Someone here, I don’t recall whom, suggested members of such a celebrated body as the BBC concert orchestra were nothing more than factory workers going about their daily, mundane duties. No soul, no interest. Just journeymen. That’s rubbish. You don’t get to participate in that orchestra unless you are excellent, top quality - and you have both a comprehensive understanding of the music and a deep appreciation of how it needs to be played. They understood, and did it with fabulous gusto!
We will never again see the likes of that performance.
One thing that bugs me is that only one or two comments here refer to the original artists - and those who arranged, performed, sung, were involved - in the songs when they were released with such hope back in the day.

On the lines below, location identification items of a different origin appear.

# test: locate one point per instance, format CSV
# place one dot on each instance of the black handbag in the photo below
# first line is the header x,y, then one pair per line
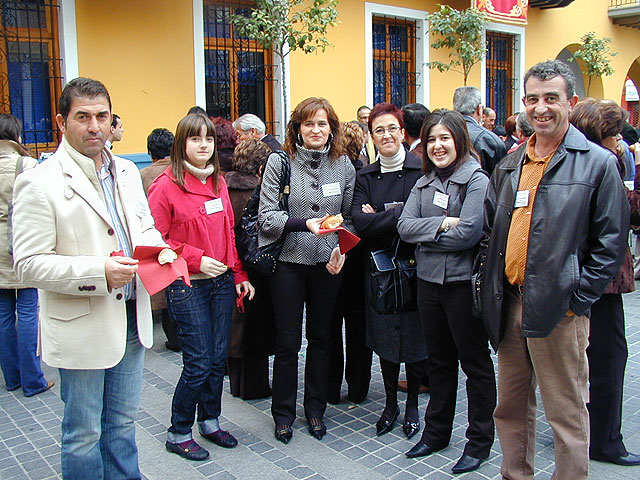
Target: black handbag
x,y
262,259
393,280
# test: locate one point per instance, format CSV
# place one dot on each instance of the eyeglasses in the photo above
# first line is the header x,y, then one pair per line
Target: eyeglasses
x,y
380,131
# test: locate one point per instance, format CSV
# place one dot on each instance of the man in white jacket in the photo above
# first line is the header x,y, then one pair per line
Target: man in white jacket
x,y
70,213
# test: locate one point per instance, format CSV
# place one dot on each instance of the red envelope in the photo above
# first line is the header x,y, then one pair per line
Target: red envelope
x,y
346,239
156,277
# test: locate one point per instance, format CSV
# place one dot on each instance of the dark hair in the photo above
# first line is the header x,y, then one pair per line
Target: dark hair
x,y
249,155
190,126
414,115
510,124
384,109
159,143
352,140
456,124
550,69
197,109
78,88
597,119
305,110
225,133
11,129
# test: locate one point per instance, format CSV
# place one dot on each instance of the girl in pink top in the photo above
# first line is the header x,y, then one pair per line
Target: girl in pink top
x,y
191,206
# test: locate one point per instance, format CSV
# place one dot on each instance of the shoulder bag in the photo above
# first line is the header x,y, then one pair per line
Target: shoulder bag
x,y
262,259
393,280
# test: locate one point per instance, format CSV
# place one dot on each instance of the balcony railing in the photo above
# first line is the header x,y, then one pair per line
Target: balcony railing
x,y
625,13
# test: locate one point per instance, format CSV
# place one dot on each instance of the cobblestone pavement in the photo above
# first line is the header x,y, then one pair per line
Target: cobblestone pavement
x,y
30,433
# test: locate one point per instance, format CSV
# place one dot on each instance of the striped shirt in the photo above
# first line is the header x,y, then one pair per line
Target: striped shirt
x,y
105,175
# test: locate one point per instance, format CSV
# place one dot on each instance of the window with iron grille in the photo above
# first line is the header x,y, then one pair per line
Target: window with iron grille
x,y
394,60
238,71
499,68
30,78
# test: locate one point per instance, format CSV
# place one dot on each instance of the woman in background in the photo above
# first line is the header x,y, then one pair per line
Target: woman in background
x,y
602,121
18,342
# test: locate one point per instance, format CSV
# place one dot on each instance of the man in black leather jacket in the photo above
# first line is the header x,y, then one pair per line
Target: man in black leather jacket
x,y
489,147
553,239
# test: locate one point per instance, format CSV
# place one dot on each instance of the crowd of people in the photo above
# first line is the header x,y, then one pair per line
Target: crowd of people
x,y
525,251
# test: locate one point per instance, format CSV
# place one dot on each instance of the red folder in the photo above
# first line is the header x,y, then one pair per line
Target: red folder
x,y
346,239
154,276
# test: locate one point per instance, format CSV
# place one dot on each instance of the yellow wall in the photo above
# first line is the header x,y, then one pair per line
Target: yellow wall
x,y
549,31
142,50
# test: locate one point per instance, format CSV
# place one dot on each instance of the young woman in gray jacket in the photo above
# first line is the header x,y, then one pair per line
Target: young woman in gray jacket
x,y
443,216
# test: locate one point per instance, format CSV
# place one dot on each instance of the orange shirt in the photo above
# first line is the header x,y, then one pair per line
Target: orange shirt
x,y
518,238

Rather than respect or celebrate the public acknowledgement of their work, some are entirely selfish: I don’t want their songs to be widely known - I want to keep them to myself. Celebrating their success (often after they’ve died) is a sell-out… for me. I want to keep the songs and the artists/writers/arrangers in the dark so that only I know them.
Every singer/writer/arranger/ - anyone who gets involved in the music business - sought fame, success and wealth. Sadly, there are people who would prefer it if that didn’t happen - just for their own self-interested sense of keeping great but not widely appreciated or slightly known music unavailable to a broader public, which was the entire aim of the tunes we like being recorded in the first instance.
Hey, I might even play your long forgotten record - but I’ll not acknowledge you and instead give you a made-up name - just so I can be seen as having secret ownership of what you created.
I want to keep your great song buried; I don’t want anybody else to know you made this; I want to keep you underground - just so I can show you off and play you as a trophy for me.